The following 3 images provide visual information about the product associated with Lathyrus Sativus NDC 0220-3061 by Boiron, such as packaging, labeling, and the appearance of the drug itself. This resource could be helpful for medical professionals, pharmacists, and patients seeking to verify medication information and ensure they have the correct product.

2ND PANEL

2ND PANEL

This appears to be a medication label with the drug facts and contact information for the manufacturer. It also mentions homeopathic dilutions and directs users to BoironUSA.com for more information. The inactive ingredients are listed as "bcse scse." For any questions or comments, users can contact BoironUSA.com or call 1-800-BOIRON1 (1-800-256-7601).*

3RD PANEL

3RD PANEL

This is a drug label with information on the active ingredient, dosage instructions, warnings and precautions. The drug contains a certain amount of the active ingredient per pellet, and the symptoms that the drug can treat are mentioned on the front panel. The label also provides warnings on when to stop use and to consult a doctor in case of worsening symptoms. The drug is not recommended for use during pregnancy and breastfeeding without consulting a health professional. Dosage instructions include dissolving five pellets under the tongue three times a day, or as directed by a doctor. The drug should not be used if the pellet dispenser seal is broken, and should be kept out of reach of children.*

LATSAT30C

LATSAT30C

Lathyrus sativus 30ยข is a homeopathic medicine manufactured by Boiron in France. The product is designed to alleviate muscular tiredness in the legs. It comes in a container with approximately 80 pills. The lot number and expiry date are provided.
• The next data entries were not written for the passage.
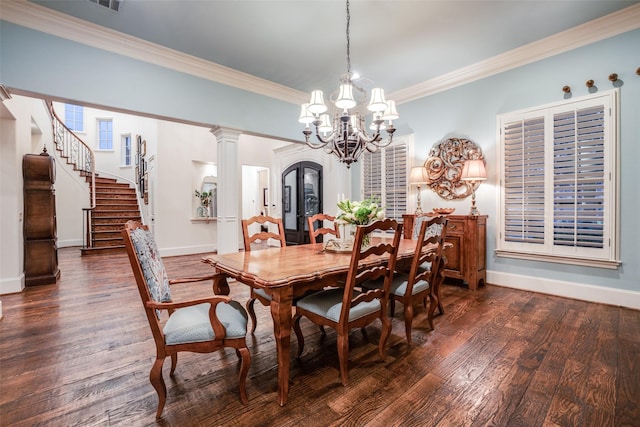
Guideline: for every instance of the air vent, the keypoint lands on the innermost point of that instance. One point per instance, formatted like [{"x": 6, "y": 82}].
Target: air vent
[{"x": 109, "y": 4}]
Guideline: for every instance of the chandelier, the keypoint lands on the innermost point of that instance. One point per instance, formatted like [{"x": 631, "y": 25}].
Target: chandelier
[{"x": 345, "y": 134}]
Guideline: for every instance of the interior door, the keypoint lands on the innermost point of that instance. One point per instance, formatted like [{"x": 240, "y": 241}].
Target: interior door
[{"x": 301, "y": 198}]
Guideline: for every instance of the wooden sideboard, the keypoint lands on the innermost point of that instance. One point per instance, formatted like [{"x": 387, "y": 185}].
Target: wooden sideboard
[
  {"x": 40, "y": 240},
  {"x": 467, "y": 258}
]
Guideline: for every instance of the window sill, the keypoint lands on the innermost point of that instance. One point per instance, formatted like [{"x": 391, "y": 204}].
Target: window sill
[{"x": 599, "y": 263}]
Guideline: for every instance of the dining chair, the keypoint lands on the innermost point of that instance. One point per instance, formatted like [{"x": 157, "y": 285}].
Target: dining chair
[
  {"x": 345, "y": 308},
  {"x": 202, "y": 325},
  {"x": 424, "y": 278},
  {"x": 264, "y": 235},
  {"x": 321, "y": 230}
]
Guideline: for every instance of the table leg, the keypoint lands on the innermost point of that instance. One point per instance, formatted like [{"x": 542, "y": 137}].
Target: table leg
[
  {"x": 220, "y": 285},
  {"x": 281, "y": 304}
]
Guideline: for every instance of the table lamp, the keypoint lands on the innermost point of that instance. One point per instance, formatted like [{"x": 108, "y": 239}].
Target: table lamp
[
  {"x": 417, "y": 177},
  {"x": 474, "y": 172}
]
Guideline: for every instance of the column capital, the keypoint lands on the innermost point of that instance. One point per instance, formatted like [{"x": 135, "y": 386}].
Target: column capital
[{"x": 225, "y": 133}]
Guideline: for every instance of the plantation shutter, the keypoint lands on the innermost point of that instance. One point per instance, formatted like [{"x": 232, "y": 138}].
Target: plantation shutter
[
  {"x": 372, "y": 175},
  {"x": 524, "y": 184},
  {"x": 384, "y": 176},
  {"x": 559, "y": 185},
  {"x": 395, "y": 200},
  {"x": 579, "y": 177}
]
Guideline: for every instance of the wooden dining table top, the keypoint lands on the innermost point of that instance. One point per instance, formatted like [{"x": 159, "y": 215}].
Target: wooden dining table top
[
  {"x": 277, "y": 267},
  {"x": 289, "y": 272}
]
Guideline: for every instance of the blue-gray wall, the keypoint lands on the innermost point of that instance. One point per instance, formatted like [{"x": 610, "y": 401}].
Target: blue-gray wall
[
  {"x": 36, "y": 62},
  {"x": 470, "y": 111}
]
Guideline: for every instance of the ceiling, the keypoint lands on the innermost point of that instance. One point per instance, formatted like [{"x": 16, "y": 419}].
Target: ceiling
[{"x": 301, "y": 44}]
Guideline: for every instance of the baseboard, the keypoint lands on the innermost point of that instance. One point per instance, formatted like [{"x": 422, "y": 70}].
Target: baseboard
[
  {"x": 579, "y": 291},
  {"x": 12, "y": 285},
  {"x": 187, "y": 250},
  {"x": 68, "y": 243}
]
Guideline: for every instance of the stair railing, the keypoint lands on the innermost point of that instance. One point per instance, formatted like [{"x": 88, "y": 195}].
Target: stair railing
[{"x": 81, "y": 156}]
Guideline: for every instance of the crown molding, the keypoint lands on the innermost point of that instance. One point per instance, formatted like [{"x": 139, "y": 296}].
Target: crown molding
[
  {"x": 40, "y": 18},
  {"x": 616, "y": 23}
]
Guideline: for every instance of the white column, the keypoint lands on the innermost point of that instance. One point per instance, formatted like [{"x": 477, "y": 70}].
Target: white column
[{"x": 228, "y": 189}]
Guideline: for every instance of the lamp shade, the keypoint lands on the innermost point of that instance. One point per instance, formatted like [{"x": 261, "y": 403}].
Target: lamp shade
[
  {"x": 473, "y": 170},
  {"x": 418, "y": 175}
]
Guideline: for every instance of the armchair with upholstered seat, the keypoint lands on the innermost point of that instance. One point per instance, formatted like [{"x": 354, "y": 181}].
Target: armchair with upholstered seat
[
  {"x": 424, "y": 278},
  {"x": 321, "y": 229},
  {"x": 263, "y": 235},
  {"x": 345, "y": 308},
  {"x": 202, "y": 325}
]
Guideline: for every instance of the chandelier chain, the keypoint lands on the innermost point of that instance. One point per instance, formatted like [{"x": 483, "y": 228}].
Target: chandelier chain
[
  {"x": 347, "y": 137},
  {"x": 348, "y": 43}
]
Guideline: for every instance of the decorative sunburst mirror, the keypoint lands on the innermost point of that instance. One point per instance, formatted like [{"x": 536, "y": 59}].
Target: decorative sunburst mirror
[{"x": 444, "y": 167}]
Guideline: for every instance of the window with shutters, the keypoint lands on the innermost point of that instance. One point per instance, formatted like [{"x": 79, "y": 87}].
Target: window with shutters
[
  {"x": 105, "y": 134},
  {"x": 559, "y": 192},
  {"x": 74, "y": 117},
  {"x": 385, "y": 176}
]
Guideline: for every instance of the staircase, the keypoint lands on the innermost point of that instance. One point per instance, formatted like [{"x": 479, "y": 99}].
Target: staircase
[
  {"x": 112, "y": 203},
  {"x": 116, "y": 203}
]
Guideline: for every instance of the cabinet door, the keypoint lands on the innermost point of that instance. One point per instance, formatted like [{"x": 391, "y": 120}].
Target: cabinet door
[
  {"x": 39, "y": 214},
  {"x": 455, "y": 254}
]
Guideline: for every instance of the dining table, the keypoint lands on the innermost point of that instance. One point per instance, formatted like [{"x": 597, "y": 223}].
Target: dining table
[{"x": 288, "y": 273}]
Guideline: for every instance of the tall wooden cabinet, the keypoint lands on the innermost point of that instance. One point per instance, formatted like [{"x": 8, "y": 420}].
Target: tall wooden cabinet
[
  {"x": 467, "y": 258},
  {"x": 40, "y": 239}
]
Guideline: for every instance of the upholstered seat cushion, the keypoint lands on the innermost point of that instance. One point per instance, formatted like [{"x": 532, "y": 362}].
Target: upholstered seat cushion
[
  {"x": 328, "y": 303},
  {"x": 399, "y": 285},
  {"x": 191, "y": 324}
]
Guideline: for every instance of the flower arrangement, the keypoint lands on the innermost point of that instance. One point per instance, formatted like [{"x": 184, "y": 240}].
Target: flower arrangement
[{"x": 359, "y": 213}]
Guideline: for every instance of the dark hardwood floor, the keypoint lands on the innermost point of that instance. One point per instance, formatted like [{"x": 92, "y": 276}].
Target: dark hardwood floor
[{"x": 79, "y": 353}]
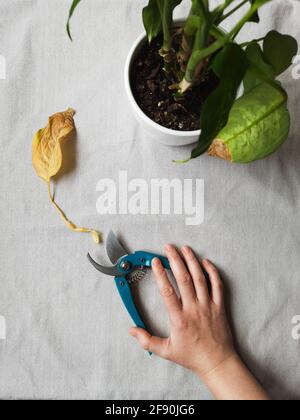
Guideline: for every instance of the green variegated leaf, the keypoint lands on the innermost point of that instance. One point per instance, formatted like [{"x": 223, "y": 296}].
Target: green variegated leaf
[
  {"x": 230, "y": 65},
  {"x": 152, "y": 20},
  {"x": 72, "y": 9},
  {"x": 279, "y": 50},
  {"x": 258, "y": 124}
]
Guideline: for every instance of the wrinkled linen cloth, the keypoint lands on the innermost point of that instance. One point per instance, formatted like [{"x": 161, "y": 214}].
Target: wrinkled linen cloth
[{"x": 66, "y": 329}]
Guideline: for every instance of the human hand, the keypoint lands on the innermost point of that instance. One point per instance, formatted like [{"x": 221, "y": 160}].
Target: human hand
[{"x": 200, "y": 338}]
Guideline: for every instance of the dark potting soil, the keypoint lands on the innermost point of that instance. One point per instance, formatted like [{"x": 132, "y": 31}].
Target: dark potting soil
[{"x": 150, "y": 88}]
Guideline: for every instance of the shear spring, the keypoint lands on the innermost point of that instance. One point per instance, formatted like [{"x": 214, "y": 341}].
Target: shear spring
[{"x": 136, "y": 276}]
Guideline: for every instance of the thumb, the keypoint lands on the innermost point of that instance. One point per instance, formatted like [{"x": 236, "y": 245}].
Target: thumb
[{"x": 149, "y": 342}]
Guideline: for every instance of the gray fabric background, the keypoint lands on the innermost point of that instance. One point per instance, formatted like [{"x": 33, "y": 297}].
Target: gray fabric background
[{"x": 67, "y": 333}]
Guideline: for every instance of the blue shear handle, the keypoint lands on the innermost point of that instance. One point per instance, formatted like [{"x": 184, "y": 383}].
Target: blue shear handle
[{"x": 126, "y": 295}]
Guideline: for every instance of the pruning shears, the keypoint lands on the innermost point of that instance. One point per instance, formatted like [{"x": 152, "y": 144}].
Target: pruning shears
[{"x": 127, "y": 269}]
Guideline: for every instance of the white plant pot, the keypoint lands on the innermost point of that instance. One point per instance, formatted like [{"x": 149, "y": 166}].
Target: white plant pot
[{"x": 157, "y": 132}]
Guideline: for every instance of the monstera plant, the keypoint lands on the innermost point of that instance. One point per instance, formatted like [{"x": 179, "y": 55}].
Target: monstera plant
[{"x": 188, "y": 75}]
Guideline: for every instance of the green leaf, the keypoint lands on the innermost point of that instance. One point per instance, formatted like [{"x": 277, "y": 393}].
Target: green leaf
[
  {"x": 158, "y": 14},
  {"x": 230, "y": 65},
  {"x": 255, "y": 17},
  {"x": 279, "y": 50},
  {"x": 258, "y": 124},
  {"x": 257, "y": 63},
  {"x": 152, "y": 20},
  {"x": 71, "y": 12}
]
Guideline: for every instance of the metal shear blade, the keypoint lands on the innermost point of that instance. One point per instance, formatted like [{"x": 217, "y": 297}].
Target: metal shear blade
[{"x": 115, "y": 252}]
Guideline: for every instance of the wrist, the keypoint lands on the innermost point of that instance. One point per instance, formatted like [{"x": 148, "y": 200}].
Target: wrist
[
  {"x": 232, "y": 380},
  {"x": 221, "y": 365}
]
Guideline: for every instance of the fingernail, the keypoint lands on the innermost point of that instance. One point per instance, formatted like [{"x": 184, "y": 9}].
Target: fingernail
[
  {"x": 155, "y": 262},
  {"x": 185, "y": 249}
]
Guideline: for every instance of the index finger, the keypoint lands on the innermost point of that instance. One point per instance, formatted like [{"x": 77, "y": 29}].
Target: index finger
[
  {"x": 165, "y": 287},
  {"x": 182, "y": 276}
]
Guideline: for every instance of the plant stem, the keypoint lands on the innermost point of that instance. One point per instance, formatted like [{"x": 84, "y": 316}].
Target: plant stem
[
  {"x": 231, "y": 12},
  {"x": 197, "y": 56},
  {"x": 96, "y": 235},
  {"x": 245, "y": 44}
]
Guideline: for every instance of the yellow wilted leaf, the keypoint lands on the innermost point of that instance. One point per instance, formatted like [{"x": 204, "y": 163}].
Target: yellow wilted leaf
[
  {"x": 46, "y": 146},
  {"x": 47, "y": 158}
]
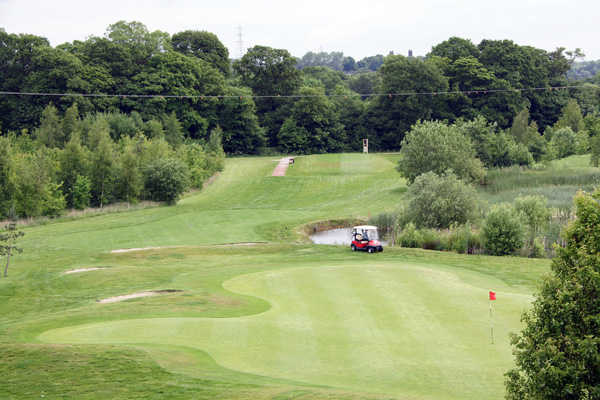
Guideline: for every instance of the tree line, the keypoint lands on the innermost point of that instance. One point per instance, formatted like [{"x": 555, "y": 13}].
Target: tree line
[
  {"x": 102, "y": 158},
  {"x": 489, "y": 79}
]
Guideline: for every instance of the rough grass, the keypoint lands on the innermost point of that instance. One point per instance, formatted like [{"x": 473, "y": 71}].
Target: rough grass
[
  {"x": 558, "y": 181},
  {"x": 272, "y": 321}
]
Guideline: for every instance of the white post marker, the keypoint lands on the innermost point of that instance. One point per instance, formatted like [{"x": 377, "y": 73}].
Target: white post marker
[{"x": 492, "y": 295}]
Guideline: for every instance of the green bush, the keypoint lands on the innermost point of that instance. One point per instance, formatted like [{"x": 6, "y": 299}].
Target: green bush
[
  {"x": 564, "y": 142},
  {"x": 439, "y": 201},
  {"x": 410, "y": 236},
  {"x": 81, "y": 192},
  {"x": 165, "y": 180},
  {"x": 434, "y": 146},
  {"x": 537, "y": 249},
  {"x": 385, "y": 223},
  {"x": 433, "y": 239},
  {"x": 535, "y": 212},
  {"x": 463, "y": 240},
  {"x": 502, "y": 230}
]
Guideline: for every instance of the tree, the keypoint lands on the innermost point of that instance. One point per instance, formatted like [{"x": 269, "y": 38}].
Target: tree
[
  {"x": 391, "y": 116},
  {"x": 364, "y": 82},
  {"x": 316, "y": 119},
  {"x": 172, "y": 130},
  {"x": 102, "y": 168},
  {"x": 440, "y": 201},
  {"x": 269, "y": 72},
  {"x": 242, "y": 133},
  {"x": 455, "y": 48},
  {"x": 73, "y": 162},
  {"x": 557, "y": 353},
  {"x": 535, "y": 212},
  {"x": 203, "y": 45},
  {"x": 8, "y": 240},
  {"x": 328, "y": 78},
  {"x": 595, "y": 146},
  {"x": 165, "y": 180},
  {"x": 135, "y": 36},
  {"x": 70, "y": 122},
  {"x": 571, "y": 117},
  {"x": 7, "y": 176},
  {"x": 521, "y": 130},
  {"x": 502, "y": 230},
  {"x": 435, "y": 146},
  {"x": 50, "y": 132},
  {"x": 564, "y": 142}
]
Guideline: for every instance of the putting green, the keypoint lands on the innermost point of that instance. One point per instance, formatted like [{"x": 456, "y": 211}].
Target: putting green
[{"x": 392, "y": 328}]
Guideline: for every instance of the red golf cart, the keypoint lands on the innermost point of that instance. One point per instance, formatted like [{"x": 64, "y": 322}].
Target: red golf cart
[{"x": 365, "y": 238}]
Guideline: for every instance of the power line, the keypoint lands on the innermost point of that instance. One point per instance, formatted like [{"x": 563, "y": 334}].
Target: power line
[{"x": 296, "y": 96}]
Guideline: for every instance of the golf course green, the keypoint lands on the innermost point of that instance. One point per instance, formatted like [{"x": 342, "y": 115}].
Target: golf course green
[{"x": 248, "y": 308}]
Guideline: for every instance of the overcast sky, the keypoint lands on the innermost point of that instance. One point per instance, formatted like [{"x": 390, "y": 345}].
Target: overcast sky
[{"x": 358, "y": 28}]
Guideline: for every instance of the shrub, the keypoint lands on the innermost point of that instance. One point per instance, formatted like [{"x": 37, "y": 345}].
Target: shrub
[
  {"x": 165, "y": 180},
  {"x": 537, "y": 249},
  {"x": 564, "y": 142},
  {"x": 502, "y": 230},
  {"x": 435, "y": 146},
  {"x": 439, "y": 201},
  {"x": 534, "y": 211},
  {"x": 81, "y": 192},
  {"x": 385, "y": 223},
  {"x": 410, "y": 236},
  {"x": 433, "y": 240},
  {"x": 463, "y": 240}
]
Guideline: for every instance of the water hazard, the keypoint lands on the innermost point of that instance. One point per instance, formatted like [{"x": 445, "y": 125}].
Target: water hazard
[
  {"x": 333, "y": 236},
  {"x": 342, "y": 236}
]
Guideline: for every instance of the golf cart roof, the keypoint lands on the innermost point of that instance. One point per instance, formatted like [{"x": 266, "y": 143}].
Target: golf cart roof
[{"x": 365, "y": 227}]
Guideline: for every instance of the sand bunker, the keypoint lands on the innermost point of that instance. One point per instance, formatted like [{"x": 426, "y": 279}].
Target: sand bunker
[
  {"x": 74, "y": 271},
  {"x": 149, "y": 293}
]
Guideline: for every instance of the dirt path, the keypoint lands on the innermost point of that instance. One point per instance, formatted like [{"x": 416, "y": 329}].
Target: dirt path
[
  {"x": 282, "y": 167},
  {"x": 147, "y": 293}
]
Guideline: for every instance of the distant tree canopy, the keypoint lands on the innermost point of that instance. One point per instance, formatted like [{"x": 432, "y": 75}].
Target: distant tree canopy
[{"x": 188, "y": 77}]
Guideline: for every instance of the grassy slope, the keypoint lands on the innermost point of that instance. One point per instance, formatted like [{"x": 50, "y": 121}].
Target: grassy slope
[{"x": 399, "y": 323}]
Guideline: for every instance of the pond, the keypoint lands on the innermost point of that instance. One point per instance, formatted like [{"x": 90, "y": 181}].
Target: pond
[
  {"x": 333, "y": 236},
  {"x": 341, "y": 236}
]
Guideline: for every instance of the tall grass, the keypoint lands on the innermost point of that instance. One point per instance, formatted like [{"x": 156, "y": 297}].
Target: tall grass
[{"x": 557, "y": 181}]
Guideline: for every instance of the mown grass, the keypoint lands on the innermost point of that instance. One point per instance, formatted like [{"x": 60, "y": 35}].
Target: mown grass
[
  {"x": 328, "y": 323},
  {"x": 558, "y": 181}
]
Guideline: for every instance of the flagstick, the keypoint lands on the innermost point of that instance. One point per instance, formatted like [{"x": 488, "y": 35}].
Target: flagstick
[{"x": 491, "y": 322}]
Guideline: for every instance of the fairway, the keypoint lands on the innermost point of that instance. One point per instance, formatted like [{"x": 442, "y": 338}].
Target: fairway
[{"x": 280, "y": 319}]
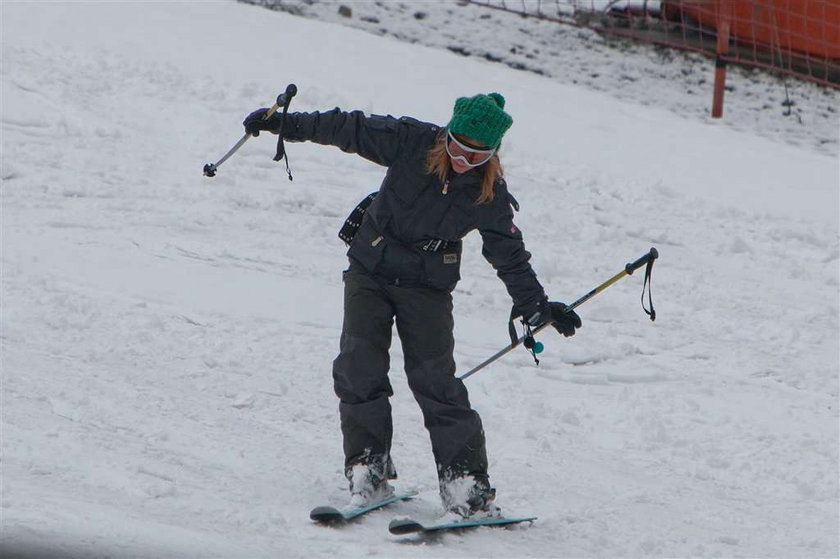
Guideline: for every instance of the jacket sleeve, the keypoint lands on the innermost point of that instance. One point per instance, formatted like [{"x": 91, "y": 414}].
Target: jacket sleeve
[
  {"x": 505, "y": 250},
  {"x": 376, "y": 138}
]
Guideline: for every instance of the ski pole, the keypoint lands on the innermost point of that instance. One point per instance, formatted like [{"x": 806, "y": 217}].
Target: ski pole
[
  {"x": 282, "y": 101},
  {"x": 528, "y": 339}
]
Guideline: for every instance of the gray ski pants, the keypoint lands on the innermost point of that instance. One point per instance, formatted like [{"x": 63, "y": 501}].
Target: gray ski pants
[{"x": 360, "y": 372}]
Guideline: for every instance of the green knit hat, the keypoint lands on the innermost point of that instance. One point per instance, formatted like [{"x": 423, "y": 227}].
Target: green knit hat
[{"x": 481, "y": 118}]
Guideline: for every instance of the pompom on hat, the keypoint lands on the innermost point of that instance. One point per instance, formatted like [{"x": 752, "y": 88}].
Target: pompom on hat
[{"x": 481, "y": 117}]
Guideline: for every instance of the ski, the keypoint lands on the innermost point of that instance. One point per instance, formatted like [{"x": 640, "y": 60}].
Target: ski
[
  {"x": 333, "y": 515},
  {"x": 409, "y": 526}
]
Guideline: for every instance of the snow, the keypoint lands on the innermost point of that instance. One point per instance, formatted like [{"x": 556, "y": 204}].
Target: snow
[{"x": 167, "y": 338}]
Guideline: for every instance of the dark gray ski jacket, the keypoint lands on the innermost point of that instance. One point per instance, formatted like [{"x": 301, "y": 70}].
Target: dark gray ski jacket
[{"x": 413, "y": 207}]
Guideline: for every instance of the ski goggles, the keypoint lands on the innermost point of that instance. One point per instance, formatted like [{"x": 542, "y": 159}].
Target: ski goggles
[{"x": 465, "y": 153}]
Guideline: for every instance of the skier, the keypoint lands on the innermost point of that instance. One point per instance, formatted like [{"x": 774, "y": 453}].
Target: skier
[{"x": 441, "y": 183}]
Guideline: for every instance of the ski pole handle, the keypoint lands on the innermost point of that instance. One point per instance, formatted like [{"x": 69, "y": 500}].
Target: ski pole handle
[
  {"x": 284, "y": 98},
  {"x": 282, "y": 101},
  {"x": 653, "y": 254},
  {"x": 633, "y": 266}
]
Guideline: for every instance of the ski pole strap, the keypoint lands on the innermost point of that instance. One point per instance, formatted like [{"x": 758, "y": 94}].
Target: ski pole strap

The product's drug facts and instructions for use are included. However, the last line of text may be non-English characters and cannot be evaluated.*

* The product label images have been analyzed using a combination of traditional computing and machine learning techniques. It should be noted that the descriptions provided may not be entirely accurate as they are experimental in nature. Use the information in this page at your own discretion and risk.